Malaysian heiress and model

Michelle Yeoh is a Malaysian heiress, socialite, model and fashion influencer. She and her twin sister were the first Malaysians to debut at Queen Charlotte's Ball. She rose to prominence walking for Dolce & Gabbana at Milan Fashion Week. She served on the advisory committee for the British Fashion Council.

== Early life and family ==
Michelle Yeoh is the daughter of Dato' Sri Michael Yeoh and Datin Sri Tina Yeoh. She is a niece of Tan Sri Dato' Francis Yeoh and the granddaughter of billionaire Tan Sri Dato' Seri Yeoh Tiong Lay, the founder of YTL Corporation. She is of Malaysian Chinese ancestry. She is a fraternal twin; her sister is Rachel Yeoh. She is a first cousin of Ruth Yeoh and Rebekah Yeoh.

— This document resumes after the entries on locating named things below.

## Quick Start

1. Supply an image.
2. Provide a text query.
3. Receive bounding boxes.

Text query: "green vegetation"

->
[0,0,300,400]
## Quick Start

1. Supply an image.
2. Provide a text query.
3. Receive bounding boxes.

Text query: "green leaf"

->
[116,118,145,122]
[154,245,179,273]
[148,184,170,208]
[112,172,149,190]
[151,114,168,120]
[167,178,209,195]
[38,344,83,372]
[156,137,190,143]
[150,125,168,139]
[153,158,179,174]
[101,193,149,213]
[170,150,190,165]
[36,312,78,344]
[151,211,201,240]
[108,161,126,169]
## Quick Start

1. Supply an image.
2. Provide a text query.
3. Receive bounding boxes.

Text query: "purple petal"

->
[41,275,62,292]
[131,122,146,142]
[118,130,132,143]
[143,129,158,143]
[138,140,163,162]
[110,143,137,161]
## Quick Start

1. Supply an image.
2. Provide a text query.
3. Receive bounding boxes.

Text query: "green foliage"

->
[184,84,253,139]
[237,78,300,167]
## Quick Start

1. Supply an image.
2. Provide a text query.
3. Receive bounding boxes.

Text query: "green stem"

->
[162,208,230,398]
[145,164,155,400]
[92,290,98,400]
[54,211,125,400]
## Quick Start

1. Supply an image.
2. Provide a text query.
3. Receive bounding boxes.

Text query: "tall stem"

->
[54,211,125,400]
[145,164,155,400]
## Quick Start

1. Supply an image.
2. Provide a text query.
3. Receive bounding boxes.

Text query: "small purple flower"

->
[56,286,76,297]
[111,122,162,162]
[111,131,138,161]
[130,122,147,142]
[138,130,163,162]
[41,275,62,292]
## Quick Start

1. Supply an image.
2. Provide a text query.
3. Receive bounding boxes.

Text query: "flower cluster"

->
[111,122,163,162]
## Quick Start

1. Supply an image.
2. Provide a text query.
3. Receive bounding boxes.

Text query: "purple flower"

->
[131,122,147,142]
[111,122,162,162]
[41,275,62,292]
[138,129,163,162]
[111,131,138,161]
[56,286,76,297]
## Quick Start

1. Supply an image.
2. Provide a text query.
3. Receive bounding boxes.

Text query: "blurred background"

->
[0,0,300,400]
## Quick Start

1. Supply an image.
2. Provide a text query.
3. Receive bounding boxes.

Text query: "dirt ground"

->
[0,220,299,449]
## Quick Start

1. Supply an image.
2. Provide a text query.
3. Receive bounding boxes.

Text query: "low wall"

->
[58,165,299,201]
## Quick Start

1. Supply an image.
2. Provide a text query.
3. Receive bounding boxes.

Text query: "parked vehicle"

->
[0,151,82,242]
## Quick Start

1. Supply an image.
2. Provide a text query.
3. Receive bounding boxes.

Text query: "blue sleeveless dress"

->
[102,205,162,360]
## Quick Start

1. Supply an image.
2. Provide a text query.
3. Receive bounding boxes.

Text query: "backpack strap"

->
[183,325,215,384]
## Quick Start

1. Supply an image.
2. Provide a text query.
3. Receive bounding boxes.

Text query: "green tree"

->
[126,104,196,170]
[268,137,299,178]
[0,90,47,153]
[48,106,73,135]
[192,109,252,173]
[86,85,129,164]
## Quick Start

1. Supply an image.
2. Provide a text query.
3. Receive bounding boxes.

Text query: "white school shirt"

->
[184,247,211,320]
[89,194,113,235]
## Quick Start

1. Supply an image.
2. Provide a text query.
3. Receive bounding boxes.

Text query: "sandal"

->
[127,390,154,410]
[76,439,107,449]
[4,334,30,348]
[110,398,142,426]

Yeoh and her sister debuted at the Queen Charlotte's Ball at Kensington Palace in 2015, becoming the first twins and first Malaysians to do so.

== Career ==
In 2017, she and her sister walked the runway for Dolce & Gabbana's Fall 2017 fashion show in Milan Fashion Week. In August 2017, she was featured on the cover of Vogue Japan along with the other models from the Dolce & Gabbana fashion show. She and her sister were featured in the March 2017 fashion issue of Hong Kong Tatler and on the cover of Malaysia Tatler. In 2018, she walked the runway for Dolce & Gabbana's Alta Moda show.

Yeoh serves alongside her sister on the advisory committee for the British Fashion Council.